An employer may enter into a post-employment non-compete agreement with an employee who has access to particularly relevant data, the disclosure of which could expose the company for losses. The prohibition may apply only to those who have access to the employer’s material and confidential information, which should not get to the knowledge of outsiders, as this could cause damage to the employer.
A non-competition agreement must be in writing under pain of nullity. Its amendment requires the same form. In the wording of the loyalty agreement, the employee agrees not to engage in any activity that competes with the employer or to provide work under an employment or other legal relationship to an entity that competes with the employer for a specified period after the termination of employment. The parties must also specify the amount of compensation to which the subordinate is entitled. A non-competition agreement after termination of employment is not part of the employment contract, so non-competition is not included in the concept of terms of the employment contract.

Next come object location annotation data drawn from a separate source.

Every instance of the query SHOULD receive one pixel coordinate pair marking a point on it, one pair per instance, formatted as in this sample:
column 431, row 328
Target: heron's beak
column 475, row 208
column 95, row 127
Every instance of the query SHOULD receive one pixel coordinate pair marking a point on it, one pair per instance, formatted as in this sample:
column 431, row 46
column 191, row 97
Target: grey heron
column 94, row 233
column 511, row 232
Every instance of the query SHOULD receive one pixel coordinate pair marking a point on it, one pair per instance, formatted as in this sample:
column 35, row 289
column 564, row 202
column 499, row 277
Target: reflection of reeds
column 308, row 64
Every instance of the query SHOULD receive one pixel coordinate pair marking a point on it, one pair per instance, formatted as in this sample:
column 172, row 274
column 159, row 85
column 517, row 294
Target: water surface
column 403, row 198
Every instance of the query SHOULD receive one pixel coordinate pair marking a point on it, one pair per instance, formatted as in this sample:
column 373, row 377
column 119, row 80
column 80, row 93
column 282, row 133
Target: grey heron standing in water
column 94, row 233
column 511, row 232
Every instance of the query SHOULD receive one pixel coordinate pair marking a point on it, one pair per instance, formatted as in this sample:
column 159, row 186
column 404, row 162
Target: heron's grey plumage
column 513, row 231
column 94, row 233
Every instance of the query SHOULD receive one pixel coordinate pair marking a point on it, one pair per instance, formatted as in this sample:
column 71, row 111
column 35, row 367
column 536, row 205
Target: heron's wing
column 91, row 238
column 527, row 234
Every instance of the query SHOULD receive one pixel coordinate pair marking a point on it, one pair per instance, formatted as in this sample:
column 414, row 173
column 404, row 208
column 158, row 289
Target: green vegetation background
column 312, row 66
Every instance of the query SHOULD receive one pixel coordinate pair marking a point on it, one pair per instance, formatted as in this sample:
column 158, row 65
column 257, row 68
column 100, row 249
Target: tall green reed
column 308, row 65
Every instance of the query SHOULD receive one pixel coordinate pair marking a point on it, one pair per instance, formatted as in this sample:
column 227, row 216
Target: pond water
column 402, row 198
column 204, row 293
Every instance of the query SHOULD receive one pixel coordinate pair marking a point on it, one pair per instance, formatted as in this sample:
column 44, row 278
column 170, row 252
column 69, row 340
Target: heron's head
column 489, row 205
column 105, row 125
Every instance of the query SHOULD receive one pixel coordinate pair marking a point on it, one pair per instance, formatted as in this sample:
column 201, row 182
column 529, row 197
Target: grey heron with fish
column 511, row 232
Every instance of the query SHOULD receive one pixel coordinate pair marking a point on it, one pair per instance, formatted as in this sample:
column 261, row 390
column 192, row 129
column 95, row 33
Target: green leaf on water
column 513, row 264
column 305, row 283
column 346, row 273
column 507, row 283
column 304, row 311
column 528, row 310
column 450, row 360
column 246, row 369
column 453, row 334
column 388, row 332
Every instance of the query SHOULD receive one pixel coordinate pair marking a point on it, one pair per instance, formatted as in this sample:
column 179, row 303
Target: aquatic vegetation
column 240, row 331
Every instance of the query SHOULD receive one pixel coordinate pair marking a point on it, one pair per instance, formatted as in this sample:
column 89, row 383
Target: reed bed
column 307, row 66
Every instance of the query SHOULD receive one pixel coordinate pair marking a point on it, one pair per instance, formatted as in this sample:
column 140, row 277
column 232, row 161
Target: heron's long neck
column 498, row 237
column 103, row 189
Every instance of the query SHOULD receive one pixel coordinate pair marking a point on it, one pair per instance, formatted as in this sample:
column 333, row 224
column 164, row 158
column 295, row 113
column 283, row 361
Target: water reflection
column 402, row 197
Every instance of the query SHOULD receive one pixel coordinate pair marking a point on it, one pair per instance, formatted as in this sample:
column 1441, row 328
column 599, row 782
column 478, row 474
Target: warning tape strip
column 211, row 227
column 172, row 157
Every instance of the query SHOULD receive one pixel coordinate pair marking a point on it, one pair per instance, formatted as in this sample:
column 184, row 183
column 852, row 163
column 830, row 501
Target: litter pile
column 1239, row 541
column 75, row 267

Amending notice constitutes an unilateral act of the employer aimed at changing the terms and conditions of employment. Since the post-employment non-compete agreement is not an element of the employment contract, but a separate contract, the institution of amending notice cannot be applied to it.
As a general rule, to amend the provisions of a non-competition agreement, the consent of both parties to the agreement expressed in writing is required. Only in exceptional situations is it possible to unilaterally terminate the terms of this agreement. Such an option would have to be provided for in the provisions of the agreement itself.